Ekosistemler, Keywordler ve Gençlere Rasyonel Tavsiyeler

Günümüzde, Bilgi Teknolojileri alanında baş döndürücü gelişmeler olurken, sadece KOBİ ölçeğinde değil, büyük sanayi şirketlerinde de “acaba ayağımızın altından bir şeyler kayıp gidiyor da biz farkına bile varmıyor muyuz” türünden endişeler hasıl oluyor.

Nasıl olmasın ki, teknolojinin hızına, en bitirim genç beyinler bile yetişemezken, büyük şirketlerin yaşını başını almış kerli ferli kodamanları nasıl yetişebilsin?

Neticeten, büyük firmalar da oyunun dışında kalmamak adına yeni birimler oluşturuyorlar. Bu birimlere öyle havalı isimler veriyorlar ki şapkanız yerinden fırlar. En masumu “İnovasyon Merkezi” gibi bir şey oluyor.

Konu ile ilgili derin incelemelerim yok. Fakat sınırlı sayıda da olsa şahit olduğum firma ve vakalar var. Bu deneyimlerime istinaden sohbet tadında yazıyorum. Esas vurgulamak istediğim konuyu yazının sonlarına doğru değineceğim.

İnovasyon Merkezi kuran firmaların ortak kaygısını yukarda yazmıştık. Fakat kurgu olarak birbirlerinden farklılık gösterebiliyorlar.

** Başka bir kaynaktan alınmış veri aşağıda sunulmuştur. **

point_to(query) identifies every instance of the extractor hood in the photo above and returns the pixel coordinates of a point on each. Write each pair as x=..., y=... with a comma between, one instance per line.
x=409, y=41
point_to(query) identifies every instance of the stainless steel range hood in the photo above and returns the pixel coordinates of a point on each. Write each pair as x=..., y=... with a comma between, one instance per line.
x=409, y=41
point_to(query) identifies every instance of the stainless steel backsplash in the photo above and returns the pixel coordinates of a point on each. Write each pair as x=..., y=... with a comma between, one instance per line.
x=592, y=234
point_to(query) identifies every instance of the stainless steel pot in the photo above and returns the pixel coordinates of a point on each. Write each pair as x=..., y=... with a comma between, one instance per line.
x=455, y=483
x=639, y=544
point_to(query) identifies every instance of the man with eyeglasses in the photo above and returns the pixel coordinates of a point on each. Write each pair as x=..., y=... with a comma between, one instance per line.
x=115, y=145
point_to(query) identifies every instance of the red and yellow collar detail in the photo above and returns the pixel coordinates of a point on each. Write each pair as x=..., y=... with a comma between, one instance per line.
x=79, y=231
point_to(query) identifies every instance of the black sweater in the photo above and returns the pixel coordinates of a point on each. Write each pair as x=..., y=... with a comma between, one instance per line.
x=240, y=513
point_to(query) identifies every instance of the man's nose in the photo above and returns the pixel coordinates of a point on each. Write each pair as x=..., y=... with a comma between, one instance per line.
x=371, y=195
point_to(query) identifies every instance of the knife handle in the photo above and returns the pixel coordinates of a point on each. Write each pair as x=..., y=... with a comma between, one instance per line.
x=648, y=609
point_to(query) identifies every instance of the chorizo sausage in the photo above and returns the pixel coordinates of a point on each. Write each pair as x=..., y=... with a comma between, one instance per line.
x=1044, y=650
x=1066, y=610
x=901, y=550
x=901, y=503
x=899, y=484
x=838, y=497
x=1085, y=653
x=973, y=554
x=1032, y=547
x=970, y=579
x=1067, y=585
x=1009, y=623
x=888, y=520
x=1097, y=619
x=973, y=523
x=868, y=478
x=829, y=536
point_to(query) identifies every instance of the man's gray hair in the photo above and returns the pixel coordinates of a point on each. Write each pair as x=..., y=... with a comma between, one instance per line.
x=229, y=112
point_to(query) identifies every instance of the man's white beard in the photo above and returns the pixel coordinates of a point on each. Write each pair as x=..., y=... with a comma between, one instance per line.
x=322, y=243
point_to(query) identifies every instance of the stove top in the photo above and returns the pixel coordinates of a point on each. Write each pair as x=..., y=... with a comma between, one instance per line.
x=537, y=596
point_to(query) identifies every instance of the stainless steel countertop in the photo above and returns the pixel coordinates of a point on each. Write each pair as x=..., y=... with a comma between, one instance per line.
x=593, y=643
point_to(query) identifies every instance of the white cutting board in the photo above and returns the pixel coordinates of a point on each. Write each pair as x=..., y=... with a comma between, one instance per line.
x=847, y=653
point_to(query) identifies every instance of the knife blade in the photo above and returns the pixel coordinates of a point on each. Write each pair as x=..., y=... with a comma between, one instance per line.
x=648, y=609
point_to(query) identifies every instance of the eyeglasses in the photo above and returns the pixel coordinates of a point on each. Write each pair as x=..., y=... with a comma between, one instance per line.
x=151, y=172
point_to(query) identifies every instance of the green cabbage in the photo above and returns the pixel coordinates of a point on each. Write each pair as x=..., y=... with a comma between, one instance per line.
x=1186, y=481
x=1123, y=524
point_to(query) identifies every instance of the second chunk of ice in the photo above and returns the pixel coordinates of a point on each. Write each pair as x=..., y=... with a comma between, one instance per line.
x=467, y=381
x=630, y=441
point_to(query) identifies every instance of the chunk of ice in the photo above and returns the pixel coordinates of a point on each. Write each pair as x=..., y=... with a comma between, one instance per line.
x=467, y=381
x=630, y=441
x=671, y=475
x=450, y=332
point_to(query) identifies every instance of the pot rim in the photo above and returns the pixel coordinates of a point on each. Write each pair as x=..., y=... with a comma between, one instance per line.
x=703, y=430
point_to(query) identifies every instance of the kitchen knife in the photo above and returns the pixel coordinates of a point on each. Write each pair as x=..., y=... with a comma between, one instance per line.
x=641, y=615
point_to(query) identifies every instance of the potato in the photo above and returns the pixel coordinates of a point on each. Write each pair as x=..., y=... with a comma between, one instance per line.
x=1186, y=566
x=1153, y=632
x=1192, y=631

Bazı firmalardaki “İnovasyon Birimleri”, hem çalışan sayısı, hem de yerleşke olarak insanı hayrete düşürecek derecede büyük organizasyonlar olarak görünüyorlar. Fakat biraz içine bakınca bu organizasyonların yazılım geliştirme, süreç iyileştirme, standard mühendislik çözümleri, problem çözme (veya Kaizen), hatta iş güvenliği gibi faaliyetleri aynı çatı altında topladığını ve bu yüzden organizasyonun büyük göründüğünü anlıyorsunuz.

Bu organizasyonlarda gerçekten sadece yeni teknolojileri araştıran kişiler de bulunuyor. Fakat bunların sayısı bir elin parmaklarının çok altında.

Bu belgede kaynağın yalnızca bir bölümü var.